An R-tree implementation for RocksDB
2017-02-14 22:35
It's long been my plan to implement an R-tree on top of RocksDB. Now there is a first version of it.
Getting started
Checkout the source code from my RocksDB rtree-table fork on Github, build RocksDB and the R-tree example.
git clone https://github.com/vmx/rocksdb.git
cd rocksdb
make static_lib
cd examples
make rtree_example
If you run the example it should output augsburg
:
$ ./rtree_example
augsburg
For more information about how to use the R-tree, see the Readme file of the project.
Implementation
The nice thing about LSM-trees is that the index data structures can be bulk loaded. For now for my R-tree it's just a simple bottom up building with a fixed node size (default is 4KiB). The data is pre-sorted by the low value of the first dimension. This means that data has a total order, hence also sorted results based on the first dimension. The idea is based on the paper On Support of Ordering in Multidimensional Data Structures by Filip Křižka, Michal Krátký, Radim Bača.
The tree is far from optimal, but it is a good starting point. Currently only doubles are supported. In the future I'd like to support integers, fixed size decimals and also strings.
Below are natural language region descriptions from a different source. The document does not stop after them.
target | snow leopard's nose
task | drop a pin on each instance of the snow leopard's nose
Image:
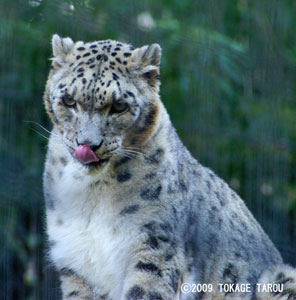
(94, 146)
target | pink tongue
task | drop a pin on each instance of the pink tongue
(85, 154)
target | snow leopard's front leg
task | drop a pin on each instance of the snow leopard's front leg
(154, 273)
(74, 287)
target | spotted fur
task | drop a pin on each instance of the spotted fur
(147, 217)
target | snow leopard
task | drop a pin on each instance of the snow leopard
(130, 214)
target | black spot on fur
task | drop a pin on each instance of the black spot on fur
(61, 86)
(125, 176)
(155, 157)
(121, 162)
(230, 273)
(130, 209)
(149, 119)
(151, 194)
(148, 267)
(67, 272)
(150, 176)
(183, 186)
(154, 296)
(49, 201)
(174, 278)
(135, 293)
(73, 294)
(118, 60)
(152, 242)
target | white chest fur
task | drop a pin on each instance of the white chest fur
(87, 235)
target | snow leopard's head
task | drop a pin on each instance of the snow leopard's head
(102, 97)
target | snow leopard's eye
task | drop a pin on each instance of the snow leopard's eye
(68, 101)
(119, 107)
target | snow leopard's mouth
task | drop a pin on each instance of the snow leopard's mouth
(99, 163)
(85, 155)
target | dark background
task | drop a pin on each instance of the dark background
(228, 82)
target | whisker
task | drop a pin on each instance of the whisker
(39, 133)
(133, 152)
(122, 155)
(46, 130)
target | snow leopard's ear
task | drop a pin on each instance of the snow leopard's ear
(61, 47)
(146, 61)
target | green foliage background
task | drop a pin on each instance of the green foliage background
(228, 82)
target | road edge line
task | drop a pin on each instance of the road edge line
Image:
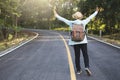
(104, 42)
(16, 47)
(71, 67)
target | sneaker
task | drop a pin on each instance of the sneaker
(79, 72)
(88, 71)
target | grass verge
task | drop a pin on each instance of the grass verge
(22, 36)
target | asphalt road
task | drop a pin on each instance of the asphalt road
(45, 58)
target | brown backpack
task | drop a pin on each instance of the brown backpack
(77, 32)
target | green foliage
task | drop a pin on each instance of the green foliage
(109, 15)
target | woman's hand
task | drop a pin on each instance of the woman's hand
(97, 9)
(54, 10)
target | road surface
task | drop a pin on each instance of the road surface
(45, 58)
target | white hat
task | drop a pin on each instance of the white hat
(77, 15)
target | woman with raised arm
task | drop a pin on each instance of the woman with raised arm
(82, 45)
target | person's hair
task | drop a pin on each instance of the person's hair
(77, 15)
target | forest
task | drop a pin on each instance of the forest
(38, 14)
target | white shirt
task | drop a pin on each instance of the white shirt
(84, 22)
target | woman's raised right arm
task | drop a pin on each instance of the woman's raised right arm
(61, 18)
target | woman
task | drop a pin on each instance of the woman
(79, 45)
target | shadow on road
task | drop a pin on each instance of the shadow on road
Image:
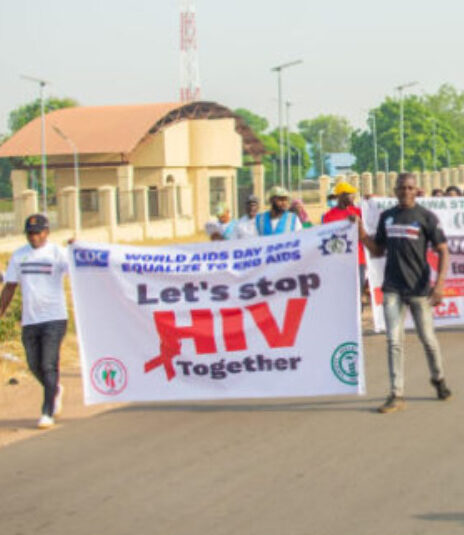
(443, 517)
(331, 406)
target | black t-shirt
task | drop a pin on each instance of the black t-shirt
(406, 234)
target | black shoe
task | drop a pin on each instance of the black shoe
(393, 404)
(443, 392)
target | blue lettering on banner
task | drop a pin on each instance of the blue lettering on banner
(91, 257)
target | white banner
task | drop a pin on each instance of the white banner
(450, 212)
(270, 317)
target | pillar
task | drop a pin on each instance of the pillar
(201, 196)
(436, 180)
(258, 177)
(71, 207)
(141, 204)
(461, 176)
(324, 184)
(354, 181)
(427, 183)
(107, 209)
(125, 181)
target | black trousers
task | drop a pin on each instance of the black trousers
(42, 343)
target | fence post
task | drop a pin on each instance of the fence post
(125, 175)
(426, 183)
(18, 179)
(381, 184)
(445, 177)
(324, 183)
(392, 178)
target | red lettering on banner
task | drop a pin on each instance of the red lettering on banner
(445, 309)
(232, 328)
(378, 296)
(266, 323)
(201, 330)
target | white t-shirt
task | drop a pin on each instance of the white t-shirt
(40, 273)
(298, 225)
(246, 228)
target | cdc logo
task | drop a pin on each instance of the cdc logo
(91, 257)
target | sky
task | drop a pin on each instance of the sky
(354, 53)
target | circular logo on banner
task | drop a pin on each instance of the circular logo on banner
(109, 376)
(345, 363)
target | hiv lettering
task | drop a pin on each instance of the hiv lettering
(203, 334)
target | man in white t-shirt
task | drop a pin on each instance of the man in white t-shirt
(278, 220)
(246, 225)
(39, 268)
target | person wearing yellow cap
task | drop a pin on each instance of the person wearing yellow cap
(345, 208)
(224, 228)
(277, 220)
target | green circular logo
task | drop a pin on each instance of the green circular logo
(345, 363)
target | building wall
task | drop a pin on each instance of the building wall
(93, 178)
(214, 143)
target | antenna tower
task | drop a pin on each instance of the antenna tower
(190, 74)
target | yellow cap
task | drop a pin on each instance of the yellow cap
(344, 187)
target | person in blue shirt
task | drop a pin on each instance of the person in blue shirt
(277, 220)
(224, 228)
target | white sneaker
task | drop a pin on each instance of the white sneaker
(45, 422)
(58, 409)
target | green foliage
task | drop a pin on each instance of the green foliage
(420, 123)
(272, 157)
(255, 122)
(336, 136)
(10, 325)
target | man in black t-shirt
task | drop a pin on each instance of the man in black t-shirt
(404, 234)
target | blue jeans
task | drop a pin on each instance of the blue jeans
(394, 307)
(42, 343)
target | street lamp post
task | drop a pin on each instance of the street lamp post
(434, 144)
(42, 84)
(321, 151)
(76, 171)
(289, 152)
(278, 69)
(400, 89)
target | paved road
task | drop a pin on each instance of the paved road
(320, 467)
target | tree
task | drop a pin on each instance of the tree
(334, 132)
(423, 131)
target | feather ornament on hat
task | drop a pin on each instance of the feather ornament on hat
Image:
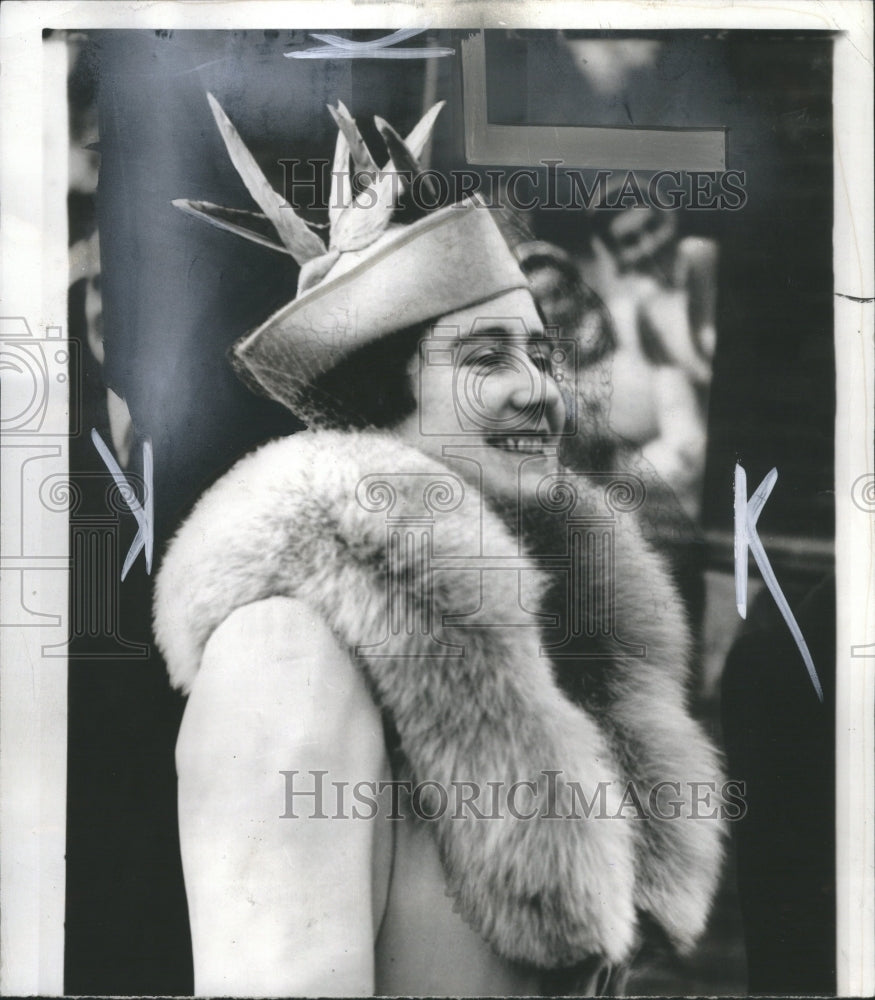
(374, 276)
(355, 222)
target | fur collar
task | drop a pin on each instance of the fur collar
(306, 516)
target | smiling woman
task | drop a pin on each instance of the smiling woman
(358, 604)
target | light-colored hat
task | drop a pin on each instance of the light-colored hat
(374, 277)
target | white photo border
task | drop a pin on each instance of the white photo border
(33, 689)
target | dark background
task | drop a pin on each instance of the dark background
(177, 293)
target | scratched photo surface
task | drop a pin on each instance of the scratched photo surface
(667, 200)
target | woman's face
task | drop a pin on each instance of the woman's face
(487, 403)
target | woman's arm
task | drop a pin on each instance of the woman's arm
(278, 905)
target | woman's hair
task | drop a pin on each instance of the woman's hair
(371, 387)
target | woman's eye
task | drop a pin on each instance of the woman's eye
(542, 362)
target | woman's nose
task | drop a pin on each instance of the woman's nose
(536, 391)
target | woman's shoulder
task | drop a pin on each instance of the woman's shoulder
(273, 673)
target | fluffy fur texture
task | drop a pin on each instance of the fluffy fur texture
(285, 521)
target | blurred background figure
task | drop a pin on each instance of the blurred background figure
(613, 395)
(661, 290)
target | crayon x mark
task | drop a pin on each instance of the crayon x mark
(145, 536)
(747, 514)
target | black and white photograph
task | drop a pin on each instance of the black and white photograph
(438, 479)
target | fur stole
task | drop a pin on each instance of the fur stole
(307, 517)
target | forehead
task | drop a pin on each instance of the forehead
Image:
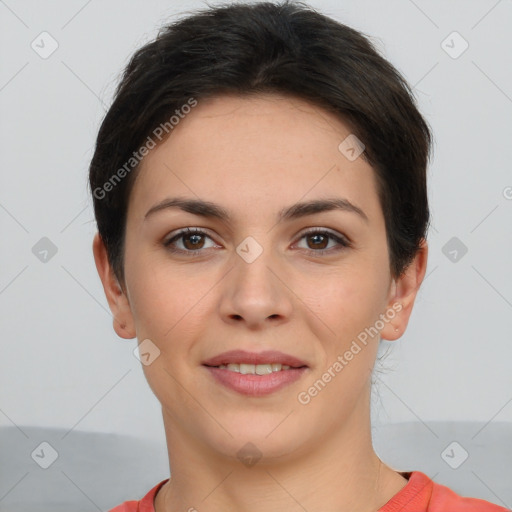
(256, 151)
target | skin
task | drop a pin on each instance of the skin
(254, 156)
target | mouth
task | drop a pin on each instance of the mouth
(255, 374)
(256, 369)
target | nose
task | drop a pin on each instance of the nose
(256, 293)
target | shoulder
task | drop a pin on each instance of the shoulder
(127, 506)
(443, 499)
(144, 505)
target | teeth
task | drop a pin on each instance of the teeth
(255, 369)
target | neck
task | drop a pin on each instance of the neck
(340, 471)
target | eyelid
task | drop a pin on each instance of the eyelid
(342, 241)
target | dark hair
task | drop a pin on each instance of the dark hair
(266, 47)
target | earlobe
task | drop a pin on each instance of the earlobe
(403, 293)
(119, 305)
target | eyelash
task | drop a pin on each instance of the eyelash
(343, 242)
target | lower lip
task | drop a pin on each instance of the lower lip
(256, 385)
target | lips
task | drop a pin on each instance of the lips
(242, 356)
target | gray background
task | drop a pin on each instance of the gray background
(65, 373)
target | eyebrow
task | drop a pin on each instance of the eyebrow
(212, 210)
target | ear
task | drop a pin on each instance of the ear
(116, 297)
(403, 293)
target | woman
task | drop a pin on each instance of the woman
(260, 191)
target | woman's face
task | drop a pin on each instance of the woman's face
(258, 280)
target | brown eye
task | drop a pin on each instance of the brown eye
(191, 241)
(317, 242)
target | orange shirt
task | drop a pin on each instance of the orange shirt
(421, 494)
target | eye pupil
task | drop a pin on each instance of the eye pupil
(317, 236)
(195, 240)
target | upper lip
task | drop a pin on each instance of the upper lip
(242, 356)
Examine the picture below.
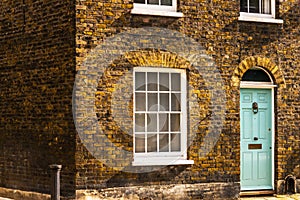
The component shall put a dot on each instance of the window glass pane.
(175, 142)
(163, 122)
(256, 75)
(152, 102)
(163, 142)
(175, 122)
(266, 6)
(140, 101)
(140, 81)
(164, 81)
(166, 2)
(152, 143)
(175, 78)
(243, 6)
(164, 102)
(254, 6)
(139, 143)
(140, 122)
(175, 102)
(139, 1)
(155, 2)
(152, 81)
(152, 122)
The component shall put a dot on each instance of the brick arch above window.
(146, 58)
(254, 61)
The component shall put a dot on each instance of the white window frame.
(257, 17)
(159, 10)
(164, 158)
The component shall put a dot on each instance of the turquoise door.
(256, 139)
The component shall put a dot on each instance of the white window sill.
(139, 11)
(260, 19)
(161, 161)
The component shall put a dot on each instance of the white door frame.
(266, 85)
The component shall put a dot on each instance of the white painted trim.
(161, 161)
(273, 137)
(164, 158)
(259, 18)
(140, 11)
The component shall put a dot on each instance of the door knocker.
(254, 107)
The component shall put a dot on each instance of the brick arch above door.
(254, 61)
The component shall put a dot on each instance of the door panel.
(256, 139)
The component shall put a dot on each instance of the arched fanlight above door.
(257, 76)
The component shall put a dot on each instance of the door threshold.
(256, 193)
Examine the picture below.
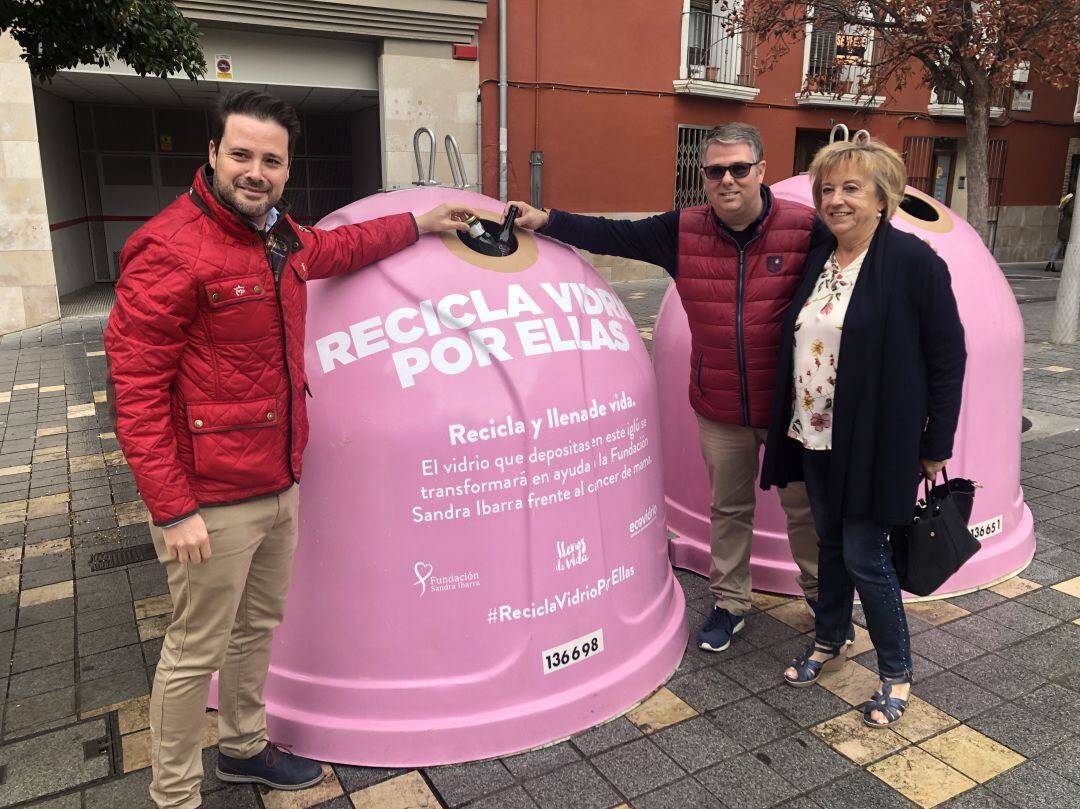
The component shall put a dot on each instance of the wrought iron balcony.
(717, 62)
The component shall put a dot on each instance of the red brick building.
(615, 95)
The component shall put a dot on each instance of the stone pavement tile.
(936, 612)
(157, 605)
(43, 644)
(326, 790)
(853, 683)
(1053, 654)
(637, 767)
(860, 791)
(746, 782)
(804, 760)
(130, 792)
(805, 706)
(919, 777)
(28, 712)
(29, 597)
(922, 720)
(1071, 587)
(976, 601)
(764, 631)
(354, 779)
(151, 628)
(660, 711)
(697, 744)
(578, 785)
(512, 798)
(110, 637)
(976, 756)
(956, 696)
(849, 736)
(977, 798)
(1054, 702)
(1043, 574)
(462, 782)
(983, 632)
(947, 650)
(408, 791)
(706, 689)
(752, 723)
(756, 671)
(52, 763)
(538, 762)
(110, 690)
(45, 612)
(1018, 729)
(1021, 618)
(685, 794)
(1034, 786)
(98, 619)
(1016, 585)
(1053, 602)
(606, 736)
(1000, 674)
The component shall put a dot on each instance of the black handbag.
(936, 542)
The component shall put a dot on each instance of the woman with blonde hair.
(866, 401)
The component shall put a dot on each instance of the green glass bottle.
(482, 241)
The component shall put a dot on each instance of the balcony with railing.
(715, 61)
(947, 104)
(837, 67)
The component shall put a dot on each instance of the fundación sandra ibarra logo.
(426, 579)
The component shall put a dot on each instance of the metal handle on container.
(457, 165)
(430, 180)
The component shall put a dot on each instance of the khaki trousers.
(224, 614)
(731, 454)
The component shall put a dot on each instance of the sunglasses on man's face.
(716, 172)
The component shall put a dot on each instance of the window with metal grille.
(688, 188)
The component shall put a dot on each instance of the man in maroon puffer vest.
(205, 350)
(736, 261)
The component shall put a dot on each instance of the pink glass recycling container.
(987, 440)
(483, 560)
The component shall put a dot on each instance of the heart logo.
(422, 570)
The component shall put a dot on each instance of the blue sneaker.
(274, 767)
(851, 628)
(715, 633)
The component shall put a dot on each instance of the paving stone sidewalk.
(994, 724)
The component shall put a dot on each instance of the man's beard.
(230, 196)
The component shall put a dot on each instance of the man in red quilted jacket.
(736, 261)
(205, 350)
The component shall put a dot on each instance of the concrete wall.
(27, 283)
(1025, 232)
(420, 85)
(63, 175)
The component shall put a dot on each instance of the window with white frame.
(837, 57)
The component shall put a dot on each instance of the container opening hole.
(491, 228)
(919, 209)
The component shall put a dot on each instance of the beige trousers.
(224, 614)
(731, 454)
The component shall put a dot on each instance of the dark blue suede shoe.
(851, 628)
(715, 633)
(274, 767)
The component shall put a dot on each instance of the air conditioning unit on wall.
(1022, 100)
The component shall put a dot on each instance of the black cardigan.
(899, 380)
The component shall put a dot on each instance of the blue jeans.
(855, 555)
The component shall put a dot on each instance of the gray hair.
(733, 133)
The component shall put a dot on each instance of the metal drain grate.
(119, 557)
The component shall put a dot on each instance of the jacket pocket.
(240, 308)
(237, 443)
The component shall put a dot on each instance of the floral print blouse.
(818, 332)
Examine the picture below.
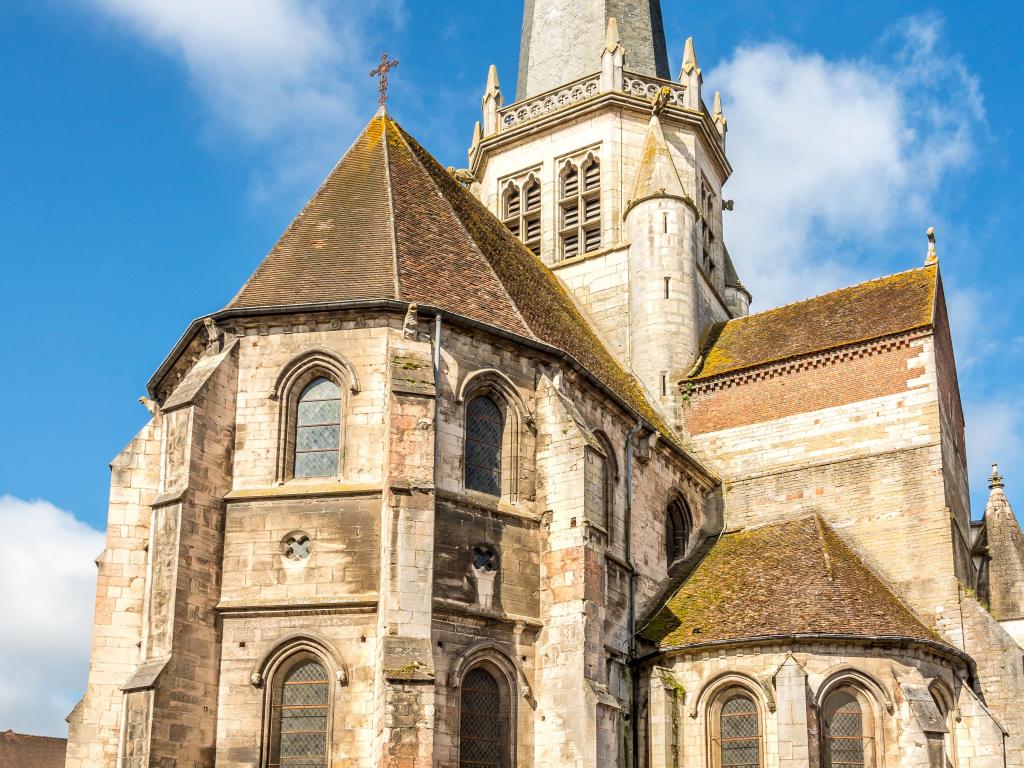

If you have a look at the source code and cringe because of the coding style, feel free to submit pull requests (my current C++ skills are sure limited).
Next steps
Currently it's a fork of RocksDB which surely isn't ideal. I've already mentioned it in last year's FOSS4G talk about the R-tree in RocksDB (warning: autoplay) that there are several possibilities:
- Best (unlikely): Upstream merge
- Good: Add-on without additional patches
- Still OK: Be an easy to maintain fork
- Worst case: Stay a fork
I hope to work together with the RocksDB folks to find a way to make such extensions easily possible with no (or minimal) code changes. Perhaps having stable interfaces or classes that can easily be overloaded.